Eleven of 13 patients were still alive 3 years after ECMO. We were able to contact seven of these patients (mean age 31 years), who all agreed to participate in this study. Mean ± SD peripherally measured arterial saturation during the observation period was 79 ± 10%. Full-scale Intelligence Quotient was within one standard deviation or above from the mean of a healthy population in five patients, and was 1.5 SD below the mean in one patient. In one other patient, it could not be determined because of a lack of formal education. Memory functioning was normal in all patients. MRI showed no changes related to cerebral hypoxia.

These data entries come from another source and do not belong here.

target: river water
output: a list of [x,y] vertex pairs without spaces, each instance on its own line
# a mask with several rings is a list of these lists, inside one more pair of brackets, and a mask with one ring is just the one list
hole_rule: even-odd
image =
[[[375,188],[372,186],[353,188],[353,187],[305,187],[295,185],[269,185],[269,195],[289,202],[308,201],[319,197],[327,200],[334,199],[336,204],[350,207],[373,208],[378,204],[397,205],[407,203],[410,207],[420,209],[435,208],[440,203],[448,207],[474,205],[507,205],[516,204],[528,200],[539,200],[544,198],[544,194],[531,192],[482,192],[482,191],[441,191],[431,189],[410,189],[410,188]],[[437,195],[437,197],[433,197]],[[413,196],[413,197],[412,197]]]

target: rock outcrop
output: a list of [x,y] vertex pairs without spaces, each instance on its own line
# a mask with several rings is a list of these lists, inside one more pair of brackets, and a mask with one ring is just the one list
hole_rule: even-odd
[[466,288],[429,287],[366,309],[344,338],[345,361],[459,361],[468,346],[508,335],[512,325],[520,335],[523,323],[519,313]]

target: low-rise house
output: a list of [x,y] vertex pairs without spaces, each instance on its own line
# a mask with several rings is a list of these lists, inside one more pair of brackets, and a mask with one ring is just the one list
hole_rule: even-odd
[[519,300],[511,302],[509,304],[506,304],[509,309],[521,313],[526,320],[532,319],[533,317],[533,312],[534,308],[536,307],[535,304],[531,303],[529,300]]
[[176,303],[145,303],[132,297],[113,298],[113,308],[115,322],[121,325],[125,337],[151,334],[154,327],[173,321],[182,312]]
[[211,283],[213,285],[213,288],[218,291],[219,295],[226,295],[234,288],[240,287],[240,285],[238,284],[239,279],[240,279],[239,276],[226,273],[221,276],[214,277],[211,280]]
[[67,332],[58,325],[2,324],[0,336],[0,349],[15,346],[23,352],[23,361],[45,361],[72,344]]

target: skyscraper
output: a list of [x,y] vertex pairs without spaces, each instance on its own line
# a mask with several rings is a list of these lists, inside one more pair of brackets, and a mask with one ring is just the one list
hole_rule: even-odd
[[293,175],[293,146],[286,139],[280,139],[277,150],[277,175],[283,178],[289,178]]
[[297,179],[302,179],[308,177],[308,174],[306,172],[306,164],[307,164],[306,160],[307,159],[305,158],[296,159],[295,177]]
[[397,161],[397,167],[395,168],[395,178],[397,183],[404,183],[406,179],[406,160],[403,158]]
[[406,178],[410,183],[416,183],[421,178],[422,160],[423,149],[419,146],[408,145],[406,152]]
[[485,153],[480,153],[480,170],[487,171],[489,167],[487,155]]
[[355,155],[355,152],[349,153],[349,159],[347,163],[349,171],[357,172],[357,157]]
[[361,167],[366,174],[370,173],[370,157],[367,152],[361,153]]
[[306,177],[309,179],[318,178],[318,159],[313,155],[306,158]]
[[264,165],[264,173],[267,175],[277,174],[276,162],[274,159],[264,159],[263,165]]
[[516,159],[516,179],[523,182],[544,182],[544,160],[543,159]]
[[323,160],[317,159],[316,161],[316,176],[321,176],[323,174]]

Permissive hypoxaemia during ECMO might not negatively affect long-term cognitive outcome if adequate organ perfusion is maintained.
at Clinicaltrials.gov NCT01763060.
体外生命支持组织(Extracorporeal Life Support Organisation)在体外膜氧合(extracorporeal membrane oxygenation,ECMO)治疗成人患者时接受允许性低氧血症。但这种方法的神经长期预后尚未得到研究。
我们调查了甲型 H1N1 流感大流行期间接受 ECMO 治疗的严重急性呼吸窘迫综合征(ARDS)患者中,允许性低氧血症治疗后的幸存者中脑损伤和认知功能障碍的发生率。我们的假设是,如果避免组织缺氧,这种方法是合理的。
ECMO 后进行的长期随访研究。
瑞典卡罗林斯卡大学医院,2012 年 10 月至 2013 年 7 月。
7 例因严重甲型 H1N1 流感引起的 ARDS 接受 ECMO 治疗的患者,在治疗后 3.2 年进行研究。血乳酸浓度被用作组织氧合的替代指标。
使用标准化认知测试和脑部 MRI 评估神经认知结果。
ECMO 期间允许性低氧血症后的认知功能和缺氧性脑损伤。观察期为 ECMO 的前 10 天或整个治疗期(如果短于 10 天)。
13 例患者中有 11 例在 ECMO 后 3 年内仍存活。我们能够联系到这 7 名患者(平均年龄 31 岁),他们都同意参与这项研究。在观察期内,外周测量的动脉饱和度平均值为 79±10%。5 名患者的全智商均在健康人群平均值的一个标准差范围内或以上,1 名患者的智商为平均值的 1.5 个标准差以下。另一名患者由于缺乏正规教育,无法确定。所有患者的记忆功能均正常。MRI 未显示与脑缺氧相关的变化。
如果维持适当的器官灌注,ECMO 期间允许性低氧血症可能不会对长期认知结果产生负面影响。
Clinicaltrials.gov NCT01763060。